Adela se levantó y se acercó a la ventana. Necesitaba aire fresco, despejar la cabeza. Llevándose las manos al pecho se dirigió de nuevo a Alberto: “gracias por decírmelo”. Los ojos se le llenaron de lágrimas.
El chico hizo una mueca que la mujer interpretó como una sonrisa. “Él no quería que lo supieras, me lo decía cada vez que nos veíamos en el centro, pero... está triste, está... como tú... Lo hablé el otro día con Arturo y Manoli, y con Sofía, Mariló y Vanesa... Se lo conté todo y todos me dijeron que viniera a verte... En realidad tu dirección me la dio Mariló, se saltó la protección de datos por un día... Dicen que tienes que decidir tú, y que así quizás Poli vuelva al club y el club volverá a ser lo que era... Para todos es importante, para mí también...”
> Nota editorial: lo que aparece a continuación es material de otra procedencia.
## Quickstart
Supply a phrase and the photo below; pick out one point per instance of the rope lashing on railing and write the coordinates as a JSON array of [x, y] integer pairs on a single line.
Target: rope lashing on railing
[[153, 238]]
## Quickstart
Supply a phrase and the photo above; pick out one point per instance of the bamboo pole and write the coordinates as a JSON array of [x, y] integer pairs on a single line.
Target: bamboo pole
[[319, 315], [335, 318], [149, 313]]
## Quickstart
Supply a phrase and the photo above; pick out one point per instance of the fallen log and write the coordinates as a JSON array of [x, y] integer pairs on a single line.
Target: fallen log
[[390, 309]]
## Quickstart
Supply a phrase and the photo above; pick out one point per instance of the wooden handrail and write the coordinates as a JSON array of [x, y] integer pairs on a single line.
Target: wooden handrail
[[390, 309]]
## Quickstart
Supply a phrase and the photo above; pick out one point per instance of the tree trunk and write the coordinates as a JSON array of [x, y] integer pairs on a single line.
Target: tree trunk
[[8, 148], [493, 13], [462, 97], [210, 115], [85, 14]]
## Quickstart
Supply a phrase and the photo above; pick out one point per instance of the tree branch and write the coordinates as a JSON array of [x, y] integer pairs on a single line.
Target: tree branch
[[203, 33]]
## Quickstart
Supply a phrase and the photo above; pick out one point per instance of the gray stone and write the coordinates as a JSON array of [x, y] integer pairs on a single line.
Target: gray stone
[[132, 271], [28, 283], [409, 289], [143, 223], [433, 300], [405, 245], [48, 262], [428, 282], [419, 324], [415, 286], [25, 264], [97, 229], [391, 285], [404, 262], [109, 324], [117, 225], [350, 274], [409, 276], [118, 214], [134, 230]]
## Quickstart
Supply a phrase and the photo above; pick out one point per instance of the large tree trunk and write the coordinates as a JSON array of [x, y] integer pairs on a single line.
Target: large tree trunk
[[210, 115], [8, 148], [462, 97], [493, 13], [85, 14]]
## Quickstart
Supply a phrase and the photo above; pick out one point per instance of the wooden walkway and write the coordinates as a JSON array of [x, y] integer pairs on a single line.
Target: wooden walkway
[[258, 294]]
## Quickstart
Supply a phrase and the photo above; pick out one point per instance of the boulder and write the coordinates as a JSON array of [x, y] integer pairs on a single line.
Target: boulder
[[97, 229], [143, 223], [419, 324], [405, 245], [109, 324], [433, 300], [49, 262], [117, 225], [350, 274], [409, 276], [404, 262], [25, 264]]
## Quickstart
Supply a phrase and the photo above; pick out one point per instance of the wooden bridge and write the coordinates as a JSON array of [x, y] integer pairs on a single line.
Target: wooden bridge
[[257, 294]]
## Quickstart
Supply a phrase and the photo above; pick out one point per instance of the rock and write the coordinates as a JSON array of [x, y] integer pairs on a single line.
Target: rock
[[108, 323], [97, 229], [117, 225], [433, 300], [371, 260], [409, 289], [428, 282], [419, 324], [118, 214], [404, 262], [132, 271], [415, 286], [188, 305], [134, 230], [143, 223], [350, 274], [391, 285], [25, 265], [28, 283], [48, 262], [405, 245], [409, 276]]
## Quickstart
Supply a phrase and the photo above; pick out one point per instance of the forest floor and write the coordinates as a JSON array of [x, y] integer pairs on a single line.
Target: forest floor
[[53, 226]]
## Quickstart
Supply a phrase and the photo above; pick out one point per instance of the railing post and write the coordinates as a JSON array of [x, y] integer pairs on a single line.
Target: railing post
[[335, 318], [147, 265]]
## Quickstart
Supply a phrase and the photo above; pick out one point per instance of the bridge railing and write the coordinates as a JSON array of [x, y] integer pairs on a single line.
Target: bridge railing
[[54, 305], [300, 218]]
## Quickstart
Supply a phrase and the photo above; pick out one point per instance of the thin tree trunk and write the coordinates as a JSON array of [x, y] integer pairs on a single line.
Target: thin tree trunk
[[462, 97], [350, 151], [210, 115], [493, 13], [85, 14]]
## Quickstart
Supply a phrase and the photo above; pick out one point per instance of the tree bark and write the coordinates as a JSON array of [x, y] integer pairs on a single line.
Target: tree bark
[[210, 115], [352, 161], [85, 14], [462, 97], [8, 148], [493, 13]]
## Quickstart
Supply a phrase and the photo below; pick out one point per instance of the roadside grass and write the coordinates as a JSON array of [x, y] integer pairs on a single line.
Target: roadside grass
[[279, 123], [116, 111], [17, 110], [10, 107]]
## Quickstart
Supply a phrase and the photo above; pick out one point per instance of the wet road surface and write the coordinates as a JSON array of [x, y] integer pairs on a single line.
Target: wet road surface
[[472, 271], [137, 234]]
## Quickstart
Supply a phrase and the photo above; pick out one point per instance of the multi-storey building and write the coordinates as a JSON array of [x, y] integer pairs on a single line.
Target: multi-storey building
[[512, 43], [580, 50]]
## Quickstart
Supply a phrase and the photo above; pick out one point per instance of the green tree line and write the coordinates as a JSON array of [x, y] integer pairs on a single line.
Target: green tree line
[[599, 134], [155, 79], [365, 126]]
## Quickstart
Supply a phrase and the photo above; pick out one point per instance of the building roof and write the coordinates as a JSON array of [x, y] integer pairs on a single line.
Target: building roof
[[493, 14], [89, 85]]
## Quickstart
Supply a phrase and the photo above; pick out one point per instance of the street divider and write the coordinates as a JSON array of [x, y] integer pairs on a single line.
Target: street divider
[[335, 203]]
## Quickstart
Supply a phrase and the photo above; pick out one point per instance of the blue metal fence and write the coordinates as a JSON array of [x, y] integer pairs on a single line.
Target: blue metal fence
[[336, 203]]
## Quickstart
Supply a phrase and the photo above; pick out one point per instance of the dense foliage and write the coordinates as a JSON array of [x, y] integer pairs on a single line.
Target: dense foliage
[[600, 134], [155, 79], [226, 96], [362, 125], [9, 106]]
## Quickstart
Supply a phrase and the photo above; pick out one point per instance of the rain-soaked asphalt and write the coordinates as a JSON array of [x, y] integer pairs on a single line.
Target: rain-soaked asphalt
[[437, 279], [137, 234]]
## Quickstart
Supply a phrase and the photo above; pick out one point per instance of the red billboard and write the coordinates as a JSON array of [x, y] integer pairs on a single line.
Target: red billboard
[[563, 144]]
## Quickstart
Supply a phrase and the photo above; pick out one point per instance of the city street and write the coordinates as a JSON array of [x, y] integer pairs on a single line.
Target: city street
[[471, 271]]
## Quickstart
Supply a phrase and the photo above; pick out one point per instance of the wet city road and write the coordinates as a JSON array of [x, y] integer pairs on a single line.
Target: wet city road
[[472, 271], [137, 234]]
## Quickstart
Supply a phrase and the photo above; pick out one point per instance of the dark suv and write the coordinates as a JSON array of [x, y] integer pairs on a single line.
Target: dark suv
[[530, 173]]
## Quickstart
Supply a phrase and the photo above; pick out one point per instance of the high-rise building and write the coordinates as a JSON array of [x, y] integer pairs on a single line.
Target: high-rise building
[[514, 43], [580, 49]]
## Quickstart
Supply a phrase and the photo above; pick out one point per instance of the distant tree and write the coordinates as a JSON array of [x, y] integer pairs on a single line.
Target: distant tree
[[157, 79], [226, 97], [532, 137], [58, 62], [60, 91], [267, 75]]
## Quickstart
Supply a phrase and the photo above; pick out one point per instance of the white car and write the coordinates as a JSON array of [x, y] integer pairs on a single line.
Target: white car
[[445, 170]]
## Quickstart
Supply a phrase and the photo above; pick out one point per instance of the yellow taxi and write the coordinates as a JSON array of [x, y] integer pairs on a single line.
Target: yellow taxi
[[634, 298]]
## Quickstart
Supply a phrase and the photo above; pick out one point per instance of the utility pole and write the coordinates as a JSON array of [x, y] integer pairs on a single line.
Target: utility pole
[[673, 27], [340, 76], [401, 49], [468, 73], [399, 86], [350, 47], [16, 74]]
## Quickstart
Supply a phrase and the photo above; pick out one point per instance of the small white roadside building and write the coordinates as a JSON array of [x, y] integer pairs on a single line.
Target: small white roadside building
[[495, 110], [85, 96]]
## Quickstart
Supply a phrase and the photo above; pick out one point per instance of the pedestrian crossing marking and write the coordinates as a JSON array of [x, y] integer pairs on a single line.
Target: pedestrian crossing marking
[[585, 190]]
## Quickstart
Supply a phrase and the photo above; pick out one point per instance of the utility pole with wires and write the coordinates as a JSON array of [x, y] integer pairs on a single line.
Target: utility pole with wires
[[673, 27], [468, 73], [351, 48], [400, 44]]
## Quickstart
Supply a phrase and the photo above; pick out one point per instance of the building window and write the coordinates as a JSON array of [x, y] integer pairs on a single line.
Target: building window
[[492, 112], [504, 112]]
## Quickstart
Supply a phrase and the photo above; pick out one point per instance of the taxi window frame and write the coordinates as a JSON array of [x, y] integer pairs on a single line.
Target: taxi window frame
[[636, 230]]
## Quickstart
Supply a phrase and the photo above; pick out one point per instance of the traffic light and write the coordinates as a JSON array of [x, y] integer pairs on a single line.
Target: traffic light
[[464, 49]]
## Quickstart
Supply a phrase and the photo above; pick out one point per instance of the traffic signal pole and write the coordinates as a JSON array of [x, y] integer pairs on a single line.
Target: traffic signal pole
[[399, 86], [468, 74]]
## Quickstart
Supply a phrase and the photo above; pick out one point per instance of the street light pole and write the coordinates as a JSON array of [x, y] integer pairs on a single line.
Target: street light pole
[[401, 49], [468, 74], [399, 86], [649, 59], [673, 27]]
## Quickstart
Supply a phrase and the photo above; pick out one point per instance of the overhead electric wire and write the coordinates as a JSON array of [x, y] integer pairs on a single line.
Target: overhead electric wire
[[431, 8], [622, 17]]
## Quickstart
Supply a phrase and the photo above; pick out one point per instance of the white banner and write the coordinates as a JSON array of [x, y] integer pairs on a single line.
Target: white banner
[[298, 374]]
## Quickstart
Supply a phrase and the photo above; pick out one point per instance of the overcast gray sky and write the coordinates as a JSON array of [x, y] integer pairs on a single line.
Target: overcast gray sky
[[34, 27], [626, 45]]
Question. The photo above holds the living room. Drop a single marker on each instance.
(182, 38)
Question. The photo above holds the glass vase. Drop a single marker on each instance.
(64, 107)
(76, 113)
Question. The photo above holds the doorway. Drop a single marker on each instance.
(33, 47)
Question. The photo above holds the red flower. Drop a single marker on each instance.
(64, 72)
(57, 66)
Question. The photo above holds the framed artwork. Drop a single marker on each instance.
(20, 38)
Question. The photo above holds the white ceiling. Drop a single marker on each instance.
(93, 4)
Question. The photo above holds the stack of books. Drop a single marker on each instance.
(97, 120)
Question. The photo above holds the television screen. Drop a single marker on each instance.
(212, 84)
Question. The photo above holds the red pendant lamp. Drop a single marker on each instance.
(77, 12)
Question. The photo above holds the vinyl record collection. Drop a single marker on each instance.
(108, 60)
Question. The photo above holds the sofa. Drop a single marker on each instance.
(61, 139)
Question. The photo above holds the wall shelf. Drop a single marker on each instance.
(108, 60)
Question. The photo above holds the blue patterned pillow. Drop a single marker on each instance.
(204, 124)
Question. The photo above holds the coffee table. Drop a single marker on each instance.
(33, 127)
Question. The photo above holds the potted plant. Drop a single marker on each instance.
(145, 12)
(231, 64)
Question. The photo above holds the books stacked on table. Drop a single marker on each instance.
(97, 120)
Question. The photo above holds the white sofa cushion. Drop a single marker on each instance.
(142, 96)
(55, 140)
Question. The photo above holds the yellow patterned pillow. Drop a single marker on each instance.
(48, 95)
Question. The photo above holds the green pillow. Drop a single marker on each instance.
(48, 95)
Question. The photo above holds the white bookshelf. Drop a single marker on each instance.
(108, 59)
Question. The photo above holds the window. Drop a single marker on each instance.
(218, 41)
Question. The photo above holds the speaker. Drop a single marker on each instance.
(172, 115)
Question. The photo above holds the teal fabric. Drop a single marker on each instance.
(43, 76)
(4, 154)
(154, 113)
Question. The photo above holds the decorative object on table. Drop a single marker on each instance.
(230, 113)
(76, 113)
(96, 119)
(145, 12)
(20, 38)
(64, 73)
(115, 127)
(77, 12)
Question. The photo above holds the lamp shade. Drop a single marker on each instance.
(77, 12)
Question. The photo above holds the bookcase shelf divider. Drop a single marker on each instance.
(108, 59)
Adela lloraba ahora abiertamente porque sí, ahora reconocía la mano de todos sus compañeros acompañándola a través de aquel chico extraño. “Gracias”, acertó a murmurar. Alberto sonrió otra vez y se dispuso a marcharse. Se despidieron con un cálido abrazo y quedaron en verse al siguiente jueves.
Unos días después, el centro para personas con problemas de salud mental de Cáritas recibió a una nueva voluntaria. Una voluntaria que llevaba colorete rosa, brillo en los labios y un libro bajo el brazo.
“No digas nada”, dijo con una sonrisa en cuanto le vio. “Te traigo el libro que empezamos a leer para la próxima semana, es una novela policiaca de Lorenzo Silva, de las que te gustan, lo hemos elegido por eso. Y ahora, vamos a ver esos cuadros”.